The benchmark tools themselves have minimal impact:
```
PrecisionTimer overhead: ~35ns
Function call overhead: ~37ns
Statistical calculation: <1μs for 10k samples
Memory allocation test: ~100-500ns per iteration
```

### System Requirements

- **x86_64 CPU** with stable TSC (most modern processors)  
- **Linux, macOS, or Windows**
- **Rust 1.70+**

**Platform Compatibility Note**: This benchmark crate uses x86_64-specific intrinsics (`core::arch::x86_64`) for high-precision timing via CPU timestamp counters. It will not compile on ARM-based systems (including Apple Silicon Macs).

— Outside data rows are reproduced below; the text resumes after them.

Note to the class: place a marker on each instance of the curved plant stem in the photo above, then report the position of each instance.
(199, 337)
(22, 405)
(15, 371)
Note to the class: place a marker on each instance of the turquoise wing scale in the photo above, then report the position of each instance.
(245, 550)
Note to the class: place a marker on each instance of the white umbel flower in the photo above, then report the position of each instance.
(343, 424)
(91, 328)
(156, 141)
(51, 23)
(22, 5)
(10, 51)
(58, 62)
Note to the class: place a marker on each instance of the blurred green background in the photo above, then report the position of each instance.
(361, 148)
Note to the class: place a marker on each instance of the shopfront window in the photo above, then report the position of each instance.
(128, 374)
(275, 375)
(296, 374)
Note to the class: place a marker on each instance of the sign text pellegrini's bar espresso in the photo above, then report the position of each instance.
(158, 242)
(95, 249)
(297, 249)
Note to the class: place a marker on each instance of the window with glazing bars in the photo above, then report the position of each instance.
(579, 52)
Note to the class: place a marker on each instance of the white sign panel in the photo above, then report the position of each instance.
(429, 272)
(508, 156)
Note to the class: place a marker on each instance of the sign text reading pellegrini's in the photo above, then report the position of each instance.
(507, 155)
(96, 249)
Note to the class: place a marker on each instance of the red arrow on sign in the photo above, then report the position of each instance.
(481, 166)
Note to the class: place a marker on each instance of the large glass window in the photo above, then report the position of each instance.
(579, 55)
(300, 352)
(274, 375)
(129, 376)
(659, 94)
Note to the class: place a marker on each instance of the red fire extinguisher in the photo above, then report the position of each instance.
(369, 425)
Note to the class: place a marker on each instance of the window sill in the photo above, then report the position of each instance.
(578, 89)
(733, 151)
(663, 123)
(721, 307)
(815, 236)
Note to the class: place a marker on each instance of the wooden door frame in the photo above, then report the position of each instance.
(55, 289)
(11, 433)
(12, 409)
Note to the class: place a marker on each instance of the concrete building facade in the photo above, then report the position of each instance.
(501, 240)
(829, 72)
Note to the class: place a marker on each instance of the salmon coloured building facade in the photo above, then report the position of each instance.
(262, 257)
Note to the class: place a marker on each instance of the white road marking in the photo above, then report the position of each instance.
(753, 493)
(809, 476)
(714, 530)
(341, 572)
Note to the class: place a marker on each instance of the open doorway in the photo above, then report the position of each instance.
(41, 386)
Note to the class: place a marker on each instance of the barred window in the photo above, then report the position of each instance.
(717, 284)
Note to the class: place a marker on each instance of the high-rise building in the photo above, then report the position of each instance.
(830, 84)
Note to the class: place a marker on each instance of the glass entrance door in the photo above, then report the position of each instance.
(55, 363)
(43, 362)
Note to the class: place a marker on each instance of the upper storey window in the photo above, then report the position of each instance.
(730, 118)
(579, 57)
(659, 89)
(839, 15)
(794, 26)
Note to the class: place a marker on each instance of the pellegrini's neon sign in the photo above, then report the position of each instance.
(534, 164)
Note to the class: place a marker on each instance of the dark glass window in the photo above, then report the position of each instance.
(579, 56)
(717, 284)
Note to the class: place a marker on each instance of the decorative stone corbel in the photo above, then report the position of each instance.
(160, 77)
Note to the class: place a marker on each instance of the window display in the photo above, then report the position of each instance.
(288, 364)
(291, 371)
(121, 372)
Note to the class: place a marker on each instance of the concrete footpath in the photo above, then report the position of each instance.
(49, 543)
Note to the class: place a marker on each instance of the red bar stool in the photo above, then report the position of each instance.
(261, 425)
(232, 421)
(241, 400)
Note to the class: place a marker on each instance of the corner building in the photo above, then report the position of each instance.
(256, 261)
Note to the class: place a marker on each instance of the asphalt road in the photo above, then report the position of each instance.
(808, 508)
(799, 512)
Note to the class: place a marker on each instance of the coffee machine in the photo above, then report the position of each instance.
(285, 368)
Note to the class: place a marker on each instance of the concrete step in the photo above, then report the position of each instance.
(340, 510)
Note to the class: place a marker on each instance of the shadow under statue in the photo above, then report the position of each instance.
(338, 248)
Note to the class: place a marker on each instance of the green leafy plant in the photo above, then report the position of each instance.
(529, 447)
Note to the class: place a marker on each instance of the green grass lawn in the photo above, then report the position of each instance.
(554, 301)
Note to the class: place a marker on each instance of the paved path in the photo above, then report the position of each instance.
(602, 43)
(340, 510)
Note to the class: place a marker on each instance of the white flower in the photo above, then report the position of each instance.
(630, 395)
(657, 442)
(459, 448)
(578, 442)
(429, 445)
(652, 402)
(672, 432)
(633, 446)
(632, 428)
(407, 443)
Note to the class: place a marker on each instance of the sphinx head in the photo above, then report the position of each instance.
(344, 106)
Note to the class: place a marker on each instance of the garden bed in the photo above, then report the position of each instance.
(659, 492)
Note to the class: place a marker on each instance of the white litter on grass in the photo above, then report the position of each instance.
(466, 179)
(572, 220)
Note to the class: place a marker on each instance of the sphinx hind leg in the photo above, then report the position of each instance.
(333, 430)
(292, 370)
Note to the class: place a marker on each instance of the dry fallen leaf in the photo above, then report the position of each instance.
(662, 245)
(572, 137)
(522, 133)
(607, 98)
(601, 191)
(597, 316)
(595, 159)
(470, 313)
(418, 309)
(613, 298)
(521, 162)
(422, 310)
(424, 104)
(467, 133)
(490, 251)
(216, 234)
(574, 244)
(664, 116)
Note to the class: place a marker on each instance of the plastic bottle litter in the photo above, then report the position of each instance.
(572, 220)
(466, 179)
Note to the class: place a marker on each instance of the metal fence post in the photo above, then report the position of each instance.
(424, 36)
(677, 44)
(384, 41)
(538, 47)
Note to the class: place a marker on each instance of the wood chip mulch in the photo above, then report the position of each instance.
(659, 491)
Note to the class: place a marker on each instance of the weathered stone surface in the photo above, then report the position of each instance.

For ARM platforms, consider using alternative timing mechanisms or conditional compilation.

### Limitations

- **CPU frequency scaling** can affect accuracy (disable for best results)
- **System load** impacts measurement consistency  
- **Compiler optimizations** may eliminate benchmarked code (use `std::hint::black_box`)
- **First run variance** due to cache warming and JIT compilation

### Integration with Other Tools

Use alongside other profiling tools for comprehensive analysis:
- **perf** for hardware counter analysis
- **valgrind** for memory profiling
- **flamegraph** for call stack visualization  
- **criterion** for statistical benchmarking

This library excels at **microbenchmarks** and **latency-critical code paths** where nanosecond precision matters.